Амалии не хотелось отвечать на вопрос, в котором подтекста было куда больше, чем собственно текста. Она молча обвела взглядом гостиную.
Марсильяк в углу допрашивал Владимира Сергеевича, прочие присутствующие сбились в группы. Евдокия Сергеевна увлеченно говорила о чем-то с хозяйкой, а рядом стоял с несколько потерянным видом Иван Андреевич. Митенька горячо доказывал что-то отцу. Варенька улыбалась доктору и успевала в то же время адресовать вопросы композитору. Сам доктор держался отстраненно, и по его рассеянному, грустному лицу Амалия видела, что мыслями он бесконечно далеко от маленького мирка гостиной петербургского дома. Может быть, он видел перед собой парижский дом и маленькую Антуанетту Беренделли, чинную, милую девочку, по виду которой никто не мог тогда заподозрить, что однажды, повинуясь непреодолимому порыву, она совершит двойное убийство.
– Почему-то мне кажется, что без вас он бы не справился, – заметил Александр, глядя на Марсильяка, который с отнюдь не французской, а с немецкой какой-то обстоятельностью записывал ответы Владимира Сергеевича и выпытывал у него мельчайшие детали.
– Я тут ни при чем, – отозвалась Амалия. – Это все он, – кивнула она на Билли.
– Только не говорите мне, что без своего друга вы бы не догадались, что именно барышня всему виной.
– Александр, – улыбнулась Амалия, – вы просто прелесть. Но, к сожалению, я всего лишь человек. А как известно, errare humanum est [33] . Лично я была скорее склонна подозревать господина композитора.
– Почему?
– До меня доходили слухи, что графиня будто бы так им увлеклась, что завещала молодому музыканту все свое состояние, – пояснила баронесса. – А деньги – самый весомый мотив для убийства.
– Позвольте-ка, – заинтересовался Александр Корф. – Так ведь маэстро Беренделли предсказал ему, что он получит наследство? Получается, так оно и выйдет, если, конечно, родственники графини не смогут оспорить завещание.
Амалия иронически покосилась на него.
– Я вижу, вы жалеете, что не воспользовались шансом узнать у хироманта свою судьбу, – заметила она.

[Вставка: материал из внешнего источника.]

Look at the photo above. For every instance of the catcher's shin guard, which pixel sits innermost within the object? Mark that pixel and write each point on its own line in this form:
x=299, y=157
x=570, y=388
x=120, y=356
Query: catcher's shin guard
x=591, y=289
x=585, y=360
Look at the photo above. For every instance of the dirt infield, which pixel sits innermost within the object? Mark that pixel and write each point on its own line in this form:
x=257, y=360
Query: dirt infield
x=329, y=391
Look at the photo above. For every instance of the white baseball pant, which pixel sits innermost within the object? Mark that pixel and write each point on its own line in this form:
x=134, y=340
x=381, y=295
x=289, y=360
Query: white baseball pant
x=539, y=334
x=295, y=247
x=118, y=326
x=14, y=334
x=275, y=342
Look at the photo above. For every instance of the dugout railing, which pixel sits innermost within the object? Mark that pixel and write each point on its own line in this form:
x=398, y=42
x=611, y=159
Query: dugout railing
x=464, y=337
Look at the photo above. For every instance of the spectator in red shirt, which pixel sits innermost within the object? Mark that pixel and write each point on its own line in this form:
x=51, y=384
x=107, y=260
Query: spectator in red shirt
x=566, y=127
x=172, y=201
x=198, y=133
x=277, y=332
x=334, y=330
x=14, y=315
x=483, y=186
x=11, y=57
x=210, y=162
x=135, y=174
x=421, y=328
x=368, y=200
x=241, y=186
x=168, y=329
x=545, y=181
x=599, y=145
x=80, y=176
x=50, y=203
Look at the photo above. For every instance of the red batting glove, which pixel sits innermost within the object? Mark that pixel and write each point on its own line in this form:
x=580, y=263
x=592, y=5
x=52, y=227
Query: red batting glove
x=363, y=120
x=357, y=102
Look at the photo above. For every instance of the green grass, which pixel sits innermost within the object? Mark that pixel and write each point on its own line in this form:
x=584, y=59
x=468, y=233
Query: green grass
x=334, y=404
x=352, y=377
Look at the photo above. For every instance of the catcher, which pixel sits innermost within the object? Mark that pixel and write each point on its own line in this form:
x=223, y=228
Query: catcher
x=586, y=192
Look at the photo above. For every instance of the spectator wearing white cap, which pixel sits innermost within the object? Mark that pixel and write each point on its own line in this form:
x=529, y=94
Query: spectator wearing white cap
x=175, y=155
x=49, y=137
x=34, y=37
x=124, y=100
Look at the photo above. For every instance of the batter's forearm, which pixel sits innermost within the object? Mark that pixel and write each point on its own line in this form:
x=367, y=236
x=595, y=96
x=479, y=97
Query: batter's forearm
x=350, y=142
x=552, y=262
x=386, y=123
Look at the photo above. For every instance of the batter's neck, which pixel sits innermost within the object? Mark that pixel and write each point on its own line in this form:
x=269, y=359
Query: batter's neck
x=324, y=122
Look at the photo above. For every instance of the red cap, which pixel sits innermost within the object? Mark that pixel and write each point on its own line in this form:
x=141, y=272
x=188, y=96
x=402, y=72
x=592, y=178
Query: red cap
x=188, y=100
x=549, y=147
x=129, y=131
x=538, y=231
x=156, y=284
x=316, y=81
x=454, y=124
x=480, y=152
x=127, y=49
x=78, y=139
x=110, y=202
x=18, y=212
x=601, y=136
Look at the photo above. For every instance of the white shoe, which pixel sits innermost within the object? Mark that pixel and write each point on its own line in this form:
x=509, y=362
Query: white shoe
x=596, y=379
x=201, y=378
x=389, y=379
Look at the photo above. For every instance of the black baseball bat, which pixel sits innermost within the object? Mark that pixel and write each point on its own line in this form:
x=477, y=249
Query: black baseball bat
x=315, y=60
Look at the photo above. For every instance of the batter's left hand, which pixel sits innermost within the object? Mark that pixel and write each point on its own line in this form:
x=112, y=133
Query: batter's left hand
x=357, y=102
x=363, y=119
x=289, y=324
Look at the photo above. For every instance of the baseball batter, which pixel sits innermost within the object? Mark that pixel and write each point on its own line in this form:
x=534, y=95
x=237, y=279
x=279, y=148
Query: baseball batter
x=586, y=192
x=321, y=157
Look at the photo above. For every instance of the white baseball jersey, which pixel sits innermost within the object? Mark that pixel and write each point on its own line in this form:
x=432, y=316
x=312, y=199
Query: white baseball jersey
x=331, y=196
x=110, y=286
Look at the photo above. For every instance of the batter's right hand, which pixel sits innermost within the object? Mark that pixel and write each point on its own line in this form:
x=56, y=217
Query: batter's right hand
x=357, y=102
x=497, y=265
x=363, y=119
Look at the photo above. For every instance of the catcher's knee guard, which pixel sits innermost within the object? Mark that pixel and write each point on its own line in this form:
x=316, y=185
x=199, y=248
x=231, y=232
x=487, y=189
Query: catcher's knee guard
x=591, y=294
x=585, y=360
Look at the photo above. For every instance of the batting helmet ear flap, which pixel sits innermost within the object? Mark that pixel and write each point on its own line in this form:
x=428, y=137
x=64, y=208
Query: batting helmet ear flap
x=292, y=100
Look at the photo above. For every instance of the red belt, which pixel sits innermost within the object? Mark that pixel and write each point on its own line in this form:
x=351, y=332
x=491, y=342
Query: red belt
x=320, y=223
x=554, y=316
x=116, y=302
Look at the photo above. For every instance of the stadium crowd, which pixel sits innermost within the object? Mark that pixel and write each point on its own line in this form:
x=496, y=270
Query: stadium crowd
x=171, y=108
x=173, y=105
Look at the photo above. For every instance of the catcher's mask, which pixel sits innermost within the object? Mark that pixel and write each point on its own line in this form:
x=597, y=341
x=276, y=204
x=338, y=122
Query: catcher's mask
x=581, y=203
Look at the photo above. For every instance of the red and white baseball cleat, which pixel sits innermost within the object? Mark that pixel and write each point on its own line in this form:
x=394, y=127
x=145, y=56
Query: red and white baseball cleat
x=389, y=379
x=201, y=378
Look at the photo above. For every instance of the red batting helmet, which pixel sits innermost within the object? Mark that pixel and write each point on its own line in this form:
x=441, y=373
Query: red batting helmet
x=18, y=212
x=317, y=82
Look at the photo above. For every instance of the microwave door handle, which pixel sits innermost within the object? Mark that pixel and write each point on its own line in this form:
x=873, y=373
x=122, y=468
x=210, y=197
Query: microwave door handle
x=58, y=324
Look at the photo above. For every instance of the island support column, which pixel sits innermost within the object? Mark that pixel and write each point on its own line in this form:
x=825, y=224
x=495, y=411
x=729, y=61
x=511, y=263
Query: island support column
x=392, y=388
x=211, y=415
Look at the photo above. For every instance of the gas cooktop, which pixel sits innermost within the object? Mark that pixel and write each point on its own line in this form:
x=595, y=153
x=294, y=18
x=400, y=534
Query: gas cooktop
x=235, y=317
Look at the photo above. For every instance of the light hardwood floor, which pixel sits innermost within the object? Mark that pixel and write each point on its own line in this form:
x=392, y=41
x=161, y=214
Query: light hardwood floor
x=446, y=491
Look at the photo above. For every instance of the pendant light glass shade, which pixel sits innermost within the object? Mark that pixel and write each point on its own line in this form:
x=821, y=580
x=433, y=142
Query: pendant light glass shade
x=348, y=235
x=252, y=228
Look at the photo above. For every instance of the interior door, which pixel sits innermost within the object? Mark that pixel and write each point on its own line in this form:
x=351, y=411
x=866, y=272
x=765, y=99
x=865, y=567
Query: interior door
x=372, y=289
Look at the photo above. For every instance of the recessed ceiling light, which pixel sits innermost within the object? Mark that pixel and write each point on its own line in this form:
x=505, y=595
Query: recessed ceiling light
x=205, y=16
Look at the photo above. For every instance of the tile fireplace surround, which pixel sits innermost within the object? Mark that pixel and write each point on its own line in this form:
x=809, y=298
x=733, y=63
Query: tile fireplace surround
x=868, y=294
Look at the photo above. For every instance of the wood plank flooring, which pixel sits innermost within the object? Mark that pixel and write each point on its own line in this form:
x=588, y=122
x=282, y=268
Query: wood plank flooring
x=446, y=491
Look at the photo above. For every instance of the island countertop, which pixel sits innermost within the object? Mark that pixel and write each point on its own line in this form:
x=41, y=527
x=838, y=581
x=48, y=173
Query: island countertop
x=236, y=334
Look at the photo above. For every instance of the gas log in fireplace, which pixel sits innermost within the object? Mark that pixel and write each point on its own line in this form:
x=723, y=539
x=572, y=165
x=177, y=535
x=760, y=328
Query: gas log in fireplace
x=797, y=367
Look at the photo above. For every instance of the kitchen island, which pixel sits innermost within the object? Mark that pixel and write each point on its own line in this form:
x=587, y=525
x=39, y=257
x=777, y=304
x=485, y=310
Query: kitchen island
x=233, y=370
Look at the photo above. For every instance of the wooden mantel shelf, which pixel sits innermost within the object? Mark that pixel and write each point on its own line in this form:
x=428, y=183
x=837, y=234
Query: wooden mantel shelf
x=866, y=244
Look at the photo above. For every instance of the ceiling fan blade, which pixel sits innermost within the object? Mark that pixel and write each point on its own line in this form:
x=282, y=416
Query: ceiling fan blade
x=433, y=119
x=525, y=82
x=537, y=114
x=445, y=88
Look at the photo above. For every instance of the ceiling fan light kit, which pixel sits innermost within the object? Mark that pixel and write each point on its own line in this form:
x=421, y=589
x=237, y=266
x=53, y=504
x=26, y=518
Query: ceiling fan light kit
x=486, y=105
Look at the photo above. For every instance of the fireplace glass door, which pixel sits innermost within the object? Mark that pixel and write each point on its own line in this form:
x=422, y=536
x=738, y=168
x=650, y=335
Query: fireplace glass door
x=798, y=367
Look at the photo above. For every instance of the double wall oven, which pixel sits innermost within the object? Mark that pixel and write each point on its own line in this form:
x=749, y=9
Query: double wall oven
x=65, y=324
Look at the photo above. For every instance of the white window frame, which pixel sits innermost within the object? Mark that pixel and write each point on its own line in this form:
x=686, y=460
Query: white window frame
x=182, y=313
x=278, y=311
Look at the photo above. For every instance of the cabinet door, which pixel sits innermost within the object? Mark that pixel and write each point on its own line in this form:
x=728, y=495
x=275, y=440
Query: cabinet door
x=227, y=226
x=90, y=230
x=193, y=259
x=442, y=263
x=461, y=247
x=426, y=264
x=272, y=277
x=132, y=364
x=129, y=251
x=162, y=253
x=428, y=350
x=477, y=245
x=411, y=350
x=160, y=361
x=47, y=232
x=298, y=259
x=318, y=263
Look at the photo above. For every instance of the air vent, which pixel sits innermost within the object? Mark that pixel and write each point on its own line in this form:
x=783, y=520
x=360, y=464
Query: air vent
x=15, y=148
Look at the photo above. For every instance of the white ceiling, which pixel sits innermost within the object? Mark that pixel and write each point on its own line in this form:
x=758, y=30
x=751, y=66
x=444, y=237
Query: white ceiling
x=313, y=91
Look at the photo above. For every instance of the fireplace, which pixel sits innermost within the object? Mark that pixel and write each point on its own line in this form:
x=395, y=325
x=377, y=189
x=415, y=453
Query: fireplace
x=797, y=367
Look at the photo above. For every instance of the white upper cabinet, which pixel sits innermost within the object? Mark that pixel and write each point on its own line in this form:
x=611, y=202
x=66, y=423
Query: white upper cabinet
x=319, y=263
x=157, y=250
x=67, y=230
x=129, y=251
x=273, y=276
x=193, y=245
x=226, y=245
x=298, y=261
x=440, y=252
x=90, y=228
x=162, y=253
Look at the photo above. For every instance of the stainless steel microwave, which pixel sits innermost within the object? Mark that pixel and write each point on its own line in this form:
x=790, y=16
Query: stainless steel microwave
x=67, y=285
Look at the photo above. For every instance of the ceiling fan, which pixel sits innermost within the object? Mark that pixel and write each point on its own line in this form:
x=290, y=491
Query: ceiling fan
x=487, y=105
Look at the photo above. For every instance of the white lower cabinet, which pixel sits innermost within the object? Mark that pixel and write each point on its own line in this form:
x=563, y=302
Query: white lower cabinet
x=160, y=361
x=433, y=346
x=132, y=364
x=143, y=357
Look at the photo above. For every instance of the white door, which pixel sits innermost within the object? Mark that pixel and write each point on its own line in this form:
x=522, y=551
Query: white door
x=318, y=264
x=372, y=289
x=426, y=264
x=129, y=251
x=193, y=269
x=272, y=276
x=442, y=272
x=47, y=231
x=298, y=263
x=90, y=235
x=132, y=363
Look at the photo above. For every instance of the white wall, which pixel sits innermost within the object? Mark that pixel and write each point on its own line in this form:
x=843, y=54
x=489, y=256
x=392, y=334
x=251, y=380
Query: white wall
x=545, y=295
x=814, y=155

– Вот уж нет, благодарю покорно, – отрезал Александр. – Один раз мне предсказали, что со мной случится, и с тех пор я предпочитаю оставаться в неведении.
– И что, предсказание было очень неприятным? – удивилась Амалия. Сама она не помнила, чтобы ее муж когда-либо обращался к ясновидцам, ворожеям и прочим знатокам будущего. И вообще, если говорить о тех, кого она знала, барон один из наименее суеверных и внушаемых людей.
Александр несколько замялся с ответом. «Интересно, уж не предсказали ли ему, что я его прикончу?» – мелькнуло в голове у Билли. По натуре спутник Амалии был довольно-таки злопамятен и еще не успел забыть, как барон силой отобрал у него ключи, обошедшись с ним весьма невежливо.